About Clhyo
Group Leaders: Filippo De Angelis & Simona Fantacci
Scientific and technological research and development is the engine of the “green revolution” which is driving the world economy towards a sustainable growth on a grand scale. Renewable energy sources and low cost devices which use high technology and smart materials for specific functions, are topics of great relevance for academic and industrial research. A global challenge is to capture and use solar energy for a sustainable development and to use the produced energy for low-cost, low-consumption lighting solutions. In this respect, Dye-Sensitized Solar cells (DSCs), Perovskite Solar Cells (PSCs) and Organic Light-Emitting Diodes (OLED) represent valuable examples of both technologies, that can also be integrated into a unique photonic device. Moreover, efficient non linear optical chromophores can be integrated into bulk materials employed in photonic and electro-optical devices, telecommunications, and optical data storage and processing, further expanding the aim and scope of photonic devices.
The main research topic of our group deals with the use of theoretical simulations to the study of materials and processed in DSC, PSCs, OLEDs and optoelectronic devices in general, as examples of the “green revolution” which is driving the world economy towards a sustainable growth on a grand scale. To solve this very challenging issue, we have over time set up an integrated computational strategy based on a combination of different codes and techniques rooted on Density Functional Theory (DFT), Time-Dependent DFT and GW methods incorporating relativistic effects.

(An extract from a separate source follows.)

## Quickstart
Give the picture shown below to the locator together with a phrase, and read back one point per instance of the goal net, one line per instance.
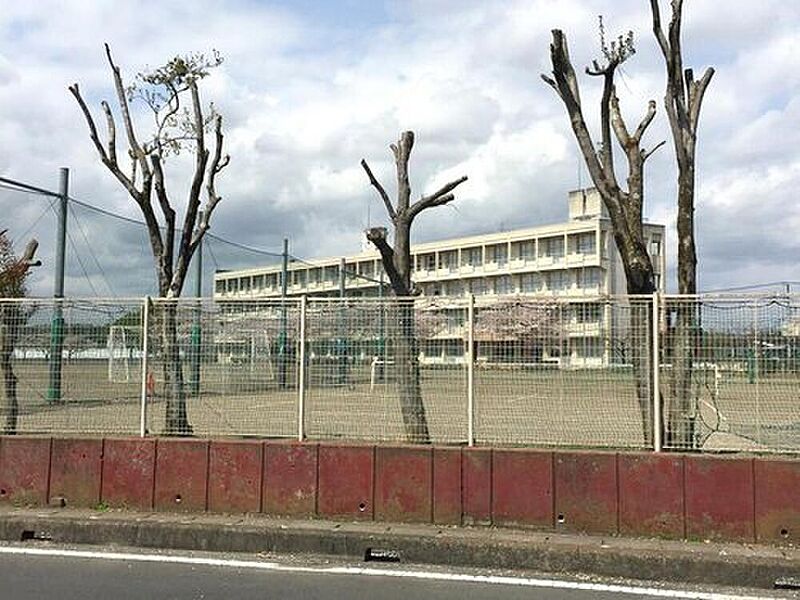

In molecular and material science, modeling and computer simulation have gained a central role thanks to the exponential growth of computing. Nowadays high-performance computers permit the theoretical study of systems of large dimensions and increasing complexity with unprecedented accuracy and molecular modeling is currently employed for (i) understanding the properties of materials at the atomistic and molecular level; (ii) identifying and rationalizing the fundamental chemical processes which mimic complex environments such as surfaces and heterointerfaces; (iii) guiding the synthesis and production of new materials via molecular design; (iv) designing and optimizing nanosystems for a variety of applications ranging from electronics to energy conversion and storage to the development of materials with specific target properties.
Our group has set up over time an integrated computational strategy based on a combination of different codes and techniques rooted on Density Functional Theory (DFT) in the study of solar energy devices. The interplay between theory and experiments has guided our own research in the last few years, thanks to the solid collaboration with Md. K. Nazeeruddin and M. Grätzel, both at EPFL, Switzerland. While theoretical and computational advances constitute the basis for successful simulation of complex systems, such as DSC, it is only by the continuous exchange of ideas and information between theory and experiment that we expect substantial impulse and new ideas able to revolutionize the field of Dye-Sensitized Solar Cells.